### Import Libraries and Define Constants

In [16]:
import pandas as pd
import requests
import re
import time
import socket
from concurrent.futures import ThreadPoolExecutor, as_completed
from urllib.parse import urlparse,parse_qs
from collections import defaultdict
from helpers import RateLimiter
from bs4 import BeautifulSoup
    
ORIGINAL_SEED_URLS = './data/Urls.txt'
TARGET_DOMAIN = 'avature.net'
REDIRECT_TAG = 'mailRedir'
TRACK_TAG = 'ltrk'
CAREER_KEYWORDS = ['career', 'job', 'talent', 'recruit', 'apply']
TARGET_REGISTRY_PATH = './data/avature_tenants.csv'
EXPANDED_SEED_URLS= './data/expanded_urls.csv'


### Load the Seed URLS and verify

In [17]:
# Load de-duplicated seed-urls
seed_url_list=set()
try:
    with open(ORIGINAL_SEED_URLS,'r') as seed_file:
        for line in seed_file:
            seed_url_list.add(line.strip())
except FileNotFoundError:
    print("unable to retrieve file path")

# Verify count and sample
seed_url_list=list(seed_url_list)
print(f"Total Seed Urls: {len(seed_url_list)}")
print(f"first five seed Urls\n: {seed_url_list[:5]}")


Total Seed Urls: 781635
first five seed Urls
: ['https://fmlogistic.avature.net/ro_RO/careers/_indeedLogin?jobId=5225', 'https://nva.avature.net/jobs/SearchJobs/?3_83_3=430600000000000000000000000000000000000000000000000000000000000000000000000000000000000000000000000000000000000&jobOffset=1370', 'https://nva.avature.net/jobs/SearchJobs/?3_83_3=2783030000000000&jobOffset=1730', 'https://nva.avature.net/jobs/SearchJobs/?3_83_3=430600000000000000000000000000000000000000000000000000000000000000000000000000000000000000000000000&jobOffset=300', 'https://premium.avature.net/en_US/jobs/PipelineDetail/Wireless-Sales-Pro/32786']
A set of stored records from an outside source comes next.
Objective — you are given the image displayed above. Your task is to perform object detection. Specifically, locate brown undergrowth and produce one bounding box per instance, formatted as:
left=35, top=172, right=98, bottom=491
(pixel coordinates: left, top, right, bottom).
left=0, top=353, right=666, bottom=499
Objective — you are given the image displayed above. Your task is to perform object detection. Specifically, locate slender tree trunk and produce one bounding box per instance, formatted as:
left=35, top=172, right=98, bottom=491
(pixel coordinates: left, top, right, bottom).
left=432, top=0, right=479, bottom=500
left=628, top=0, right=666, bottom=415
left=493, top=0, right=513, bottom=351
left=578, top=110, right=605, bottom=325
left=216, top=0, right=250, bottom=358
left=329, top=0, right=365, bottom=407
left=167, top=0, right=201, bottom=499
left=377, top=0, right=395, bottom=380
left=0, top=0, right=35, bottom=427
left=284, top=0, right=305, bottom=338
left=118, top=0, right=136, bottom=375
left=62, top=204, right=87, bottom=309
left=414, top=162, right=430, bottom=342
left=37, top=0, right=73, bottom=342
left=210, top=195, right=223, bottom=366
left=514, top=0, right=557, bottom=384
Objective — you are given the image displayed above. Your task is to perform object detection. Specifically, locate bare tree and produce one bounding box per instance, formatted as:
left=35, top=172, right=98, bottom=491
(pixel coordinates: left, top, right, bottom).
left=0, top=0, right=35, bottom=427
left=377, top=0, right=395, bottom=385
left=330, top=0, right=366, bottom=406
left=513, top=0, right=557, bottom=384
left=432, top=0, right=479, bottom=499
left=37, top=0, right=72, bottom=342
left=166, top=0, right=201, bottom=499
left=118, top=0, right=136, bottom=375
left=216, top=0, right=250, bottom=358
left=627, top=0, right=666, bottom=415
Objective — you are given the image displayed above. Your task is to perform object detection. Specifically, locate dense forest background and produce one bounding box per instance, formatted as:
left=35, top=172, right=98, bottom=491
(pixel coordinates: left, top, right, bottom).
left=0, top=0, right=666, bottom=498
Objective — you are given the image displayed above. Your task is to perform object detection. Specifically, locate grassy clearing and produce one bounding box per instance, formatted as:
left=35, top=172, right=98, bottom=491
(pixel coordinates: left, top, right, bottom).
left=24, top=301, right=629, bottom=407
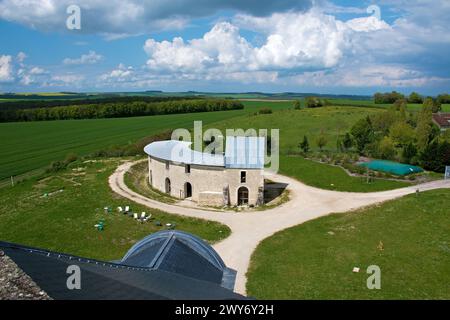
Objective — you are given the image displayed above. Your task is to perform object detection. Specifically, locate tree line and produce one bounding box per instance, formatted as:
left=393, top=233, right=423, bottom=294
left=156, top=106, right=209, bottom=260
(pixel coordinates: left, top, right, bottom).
left=0, top=94, right=199, bottom=110
left=373, top=91, right=450, bottom=105
left=343, top=99, right=450, bottom=172
left=0, top=99, right=244, bottom=122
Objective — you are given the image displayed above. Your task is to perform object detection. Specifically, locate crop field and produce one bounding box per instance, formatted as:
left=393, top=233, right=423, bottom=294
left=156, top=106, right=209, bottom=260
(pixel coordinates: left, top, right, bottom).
left=206, top=102, right=380, bottom=154
left=0, top=102, right=292, bottom=179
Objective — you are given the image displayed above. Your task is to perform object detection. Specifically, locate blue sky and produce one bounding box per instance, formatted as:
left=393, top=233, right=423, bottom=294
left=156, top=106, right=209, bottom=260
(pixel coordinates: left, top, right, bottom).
left=0, top=0, right=450, bottom=95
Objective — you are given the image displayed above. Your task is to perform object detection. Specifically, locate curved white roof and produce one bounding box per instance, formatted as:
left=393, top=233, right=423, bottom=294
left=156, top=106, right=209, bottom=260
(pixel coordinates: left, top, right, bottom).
left=144, top=136, right=266, bottom=169
left=144, top=140, right=225, bottom=167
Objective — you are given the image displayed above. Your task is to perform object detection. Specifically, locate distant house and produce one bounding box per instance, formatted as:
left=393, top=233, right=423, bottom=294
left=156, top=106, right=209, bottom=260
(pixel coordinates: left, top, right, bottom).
left=144, top=137, right=266, bottom=206
left=433, top=112, right=450, bottom=131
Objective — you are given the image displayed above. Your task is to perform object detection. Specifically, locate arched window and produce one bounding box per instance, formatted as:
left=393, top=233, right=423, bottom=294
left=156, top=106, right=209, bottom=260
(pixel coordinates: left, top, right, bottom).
left=238, top=187, right=248, bottom=206
left=166, top=178, right=171, bottom=194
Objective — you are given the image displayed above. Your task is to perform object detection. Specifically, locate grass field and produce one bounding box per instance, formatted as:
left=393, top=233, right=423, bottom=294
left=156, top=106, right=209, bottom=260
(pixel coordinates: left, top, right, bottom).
left=326, top=99, right=450, bottom=112
left=0, top=102, right=292, bottom=180
left=207, top=102, right=381, bottom=154
left=124, top=161, right=178, bottom=203
left=247, top=190, right=450, bottom=299
left=0, top=160, right=230, bottom=260
left=280, top=156, right=411, bottom=192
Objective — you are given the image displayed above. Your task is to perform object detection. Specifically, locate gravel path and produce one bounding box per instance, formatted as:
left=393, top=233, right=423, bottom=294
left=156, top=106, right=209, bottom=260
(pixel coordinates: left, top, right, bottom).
left=0, top=251, right=50, bottom=300
left=109, top=160, right=450, bottom=294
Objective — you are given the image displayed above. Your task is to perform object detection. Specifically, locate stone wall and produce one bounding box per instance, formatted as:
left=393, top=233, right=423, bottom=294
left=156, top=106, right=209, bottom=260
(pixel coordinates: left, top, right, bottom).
left=148, top=157, right=264, bottom=206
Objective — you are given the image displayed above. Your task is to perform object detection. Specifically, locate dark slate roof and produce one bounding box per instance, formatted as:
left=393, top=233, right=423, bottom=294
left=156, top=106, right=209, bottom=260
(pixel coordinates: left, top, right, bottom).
left=0, top=231, right=245, bottom=300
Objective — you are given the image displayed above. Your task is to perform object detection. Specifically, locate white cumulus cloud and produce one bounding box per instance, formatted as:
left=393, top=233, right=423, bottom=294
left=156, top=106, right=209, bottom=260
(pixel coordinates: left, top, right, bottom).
left=63, top=50, right=103, bottom=64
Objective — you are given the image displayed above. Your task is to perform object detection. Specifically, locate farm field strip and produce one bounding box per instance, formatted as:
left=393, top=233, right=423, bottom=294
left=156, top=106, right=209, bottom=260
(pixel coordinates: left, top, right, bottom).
left=0, top=102, right=292, bottom=179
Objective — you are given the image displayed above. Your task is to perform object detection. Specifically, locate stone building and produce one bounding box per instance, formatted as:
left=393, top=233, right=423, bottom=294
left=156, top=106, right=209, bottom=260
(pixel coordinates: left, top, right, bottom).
left=144, top=137, right=266, bottom=206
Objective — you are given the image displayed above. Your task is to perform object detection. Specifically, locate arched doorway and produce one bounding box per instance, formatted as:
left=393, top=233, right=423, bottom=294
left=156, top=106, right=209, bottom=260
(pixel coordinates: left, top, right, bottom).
left=238, top=187, right=248, bottom=206
left=184, top=182, right=192, bottom=198
left=166, top=178, right=171, bottom=194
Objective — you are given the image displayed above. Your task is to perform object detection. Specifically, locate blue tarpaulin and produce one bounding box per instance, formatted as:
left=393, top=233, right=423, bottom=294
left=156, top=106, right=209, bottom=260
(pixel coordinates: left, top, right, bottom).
left=360, top=160, right=423, bottom=176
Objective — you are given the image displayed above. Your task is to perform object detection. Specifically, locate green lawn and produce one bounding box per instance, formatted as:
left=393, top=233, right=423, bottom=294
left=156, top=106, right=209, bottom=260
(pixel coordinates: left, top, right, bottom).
left=0, top=160, right=230, bottom=260
left=124, top=161, right=179, bottom=203
left=247, top=190, right=450, bottom=299
left=280, top=156, right=411, bottom=192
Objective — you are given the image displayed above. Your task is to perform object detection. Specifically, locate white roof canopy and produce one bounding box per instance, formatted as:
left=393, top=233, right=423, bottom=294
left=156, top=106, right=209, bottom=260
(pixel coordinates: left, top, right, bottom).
left=144, top=137, right=266, bottom=169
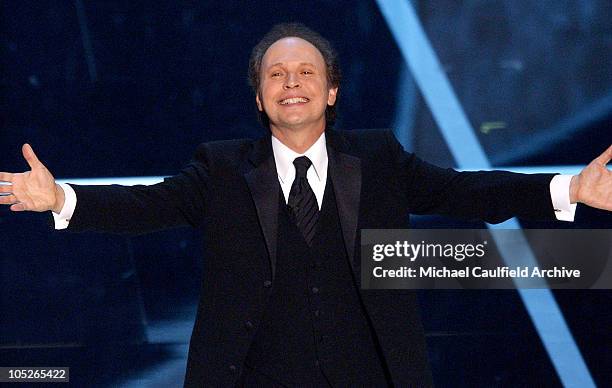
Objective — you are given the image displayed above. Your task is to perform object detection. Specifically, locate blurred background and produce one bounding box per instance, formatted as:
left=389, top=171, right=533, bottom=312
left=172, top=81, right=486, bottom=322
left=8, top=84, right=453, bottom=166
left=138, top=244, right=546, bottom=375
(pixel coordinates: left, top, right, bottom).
left=0, top=0, right=612, bottom=387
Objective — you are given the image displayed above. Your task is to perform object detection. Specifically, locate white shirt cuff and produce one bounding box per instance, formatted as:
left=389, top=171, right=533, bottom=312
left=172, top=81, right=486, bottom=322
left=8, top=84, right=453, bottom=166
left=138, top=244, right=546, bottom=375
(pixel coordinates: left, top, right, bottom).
left=52, top=183, right=76, bottom=230
left=550, top=175, right=576, bottom=222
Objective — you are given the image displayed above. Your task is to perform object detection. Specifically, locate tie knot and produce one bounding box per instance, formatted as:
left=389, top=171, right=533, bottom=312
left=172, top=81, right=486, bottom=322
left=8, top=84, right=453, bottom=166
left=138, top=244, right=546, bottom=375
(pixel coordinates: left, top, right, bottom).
left=293, top=156, right=312, bottom=178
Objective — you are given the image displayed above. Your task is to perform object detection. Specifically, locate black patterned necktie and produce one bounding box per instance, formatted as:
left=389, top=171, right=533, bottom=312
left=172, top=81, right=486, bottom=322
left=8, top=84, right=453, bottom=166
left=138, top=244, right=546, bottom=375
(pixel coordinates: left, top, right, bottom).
left=287, top=156, right=319, bottom=246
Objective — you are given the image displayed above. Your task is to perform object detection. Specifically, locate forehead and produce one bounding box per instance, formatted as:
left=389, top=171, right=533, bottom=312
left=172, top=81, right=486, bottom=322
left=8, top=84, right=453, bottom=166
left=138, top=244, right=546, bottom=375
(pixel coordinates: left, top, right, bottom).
left=261, top=37, right=325, bottom=69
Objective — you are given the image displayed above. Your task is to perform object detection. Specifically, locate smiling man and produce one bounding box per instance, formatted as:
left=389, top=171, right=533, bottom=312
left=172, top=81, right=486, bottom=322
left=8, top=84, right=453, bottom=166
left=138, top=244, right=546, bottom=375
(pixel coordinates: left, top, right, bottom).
left=256, top=37, right=338, bottom=153
left=0, top=24, right=612, bottom=387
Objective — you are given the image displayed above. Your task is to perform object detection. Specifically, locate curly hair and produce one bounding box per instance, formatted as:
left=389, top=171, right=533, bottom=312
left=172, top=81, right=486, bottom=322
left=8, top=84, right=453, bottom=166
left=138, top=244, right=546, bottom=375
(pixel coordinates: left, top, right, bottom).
left=249, top=23, right=341, bottom=128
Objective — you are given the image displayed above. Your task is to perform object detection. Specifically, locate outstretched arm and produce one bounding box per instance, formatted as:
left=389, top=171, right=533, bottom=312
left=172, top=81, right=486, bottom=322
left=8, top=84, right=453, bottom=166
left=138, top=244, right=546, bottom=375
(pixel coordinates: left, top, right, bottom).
left=0, top=144, right=208, bottom=234
left=0, top=144, right=64, bottom=213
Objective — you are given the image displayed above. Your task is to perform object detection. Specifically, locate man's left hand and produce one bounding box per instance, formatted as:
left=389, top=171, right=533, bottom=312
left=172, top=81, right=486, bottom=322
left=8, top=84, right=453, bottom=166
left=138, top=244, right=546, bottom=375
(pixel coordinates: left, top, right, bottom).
left=570, top=145, right=612, bottom=211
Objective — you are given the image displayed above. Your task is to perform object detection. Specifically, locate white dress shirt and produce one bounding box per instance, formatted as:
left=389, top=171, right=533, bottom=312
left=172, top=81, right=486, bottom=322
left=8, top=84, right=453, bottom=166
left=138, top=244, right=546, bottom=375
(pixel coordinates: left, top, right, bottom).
left=272, top=132, right=327, bottom=210
left=53, top=132, right=576, bottom=229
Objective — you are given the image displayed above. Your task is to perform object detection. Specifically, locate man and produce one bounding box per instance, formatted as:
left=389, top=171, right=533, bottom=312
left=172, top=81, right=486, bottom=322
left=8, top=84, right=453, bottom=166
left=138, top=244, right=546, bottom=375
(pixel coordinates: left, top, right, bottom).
left=0, top=24, right=612, bottom=386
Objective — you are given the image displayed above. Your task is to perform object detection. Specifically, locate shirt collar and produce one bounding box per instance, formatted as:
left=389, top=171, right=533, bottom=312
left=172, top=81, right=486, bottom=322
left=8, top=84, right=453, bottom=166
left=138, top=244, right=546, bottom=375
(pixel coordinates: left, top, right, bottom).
left=272, top=132, right=327, bottom=183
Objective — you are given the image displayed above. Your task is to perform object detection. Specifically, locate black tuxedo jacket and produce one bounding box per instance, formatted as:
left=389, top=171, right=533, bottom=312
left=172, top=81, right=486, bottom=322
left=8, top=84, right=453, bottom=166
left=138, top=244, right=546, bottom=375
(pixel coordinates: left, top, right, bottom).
left=64, top=130, right=554, bottom=386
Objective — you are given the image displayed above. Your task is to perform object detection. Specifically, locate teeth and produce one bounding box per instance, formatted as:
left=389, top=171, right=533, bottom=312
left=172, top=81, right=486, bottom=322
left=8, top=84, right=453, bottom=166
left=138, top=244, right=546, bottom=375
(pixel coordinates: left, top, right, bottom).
left=280, top=97, right=309, bottom=105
### Define base Tenants and corresponding Paths

In [18]:
tenants=defaultdict(set)
for url in seed_url_list:
    parsed_url=urlparse(url)
    current_tenant=parsed_url.netloc
    current_path=parsed_url.path

    # Make sure only avature URLs are accounted
    if TARGET_DOMAIN not in current_tenant:
        continue

    # Handle redirects and trackers
    if REDIRECT_TAG in current_path or TRACK_TAG in current_path:
        continue

    # Handle Paths
    if current_path=='/':
        base_path=''
    else:
        base_path=current_path.rstrip('/').split('/')[1] 

    if base_path:
        tenants[current_tenant].add(base_path)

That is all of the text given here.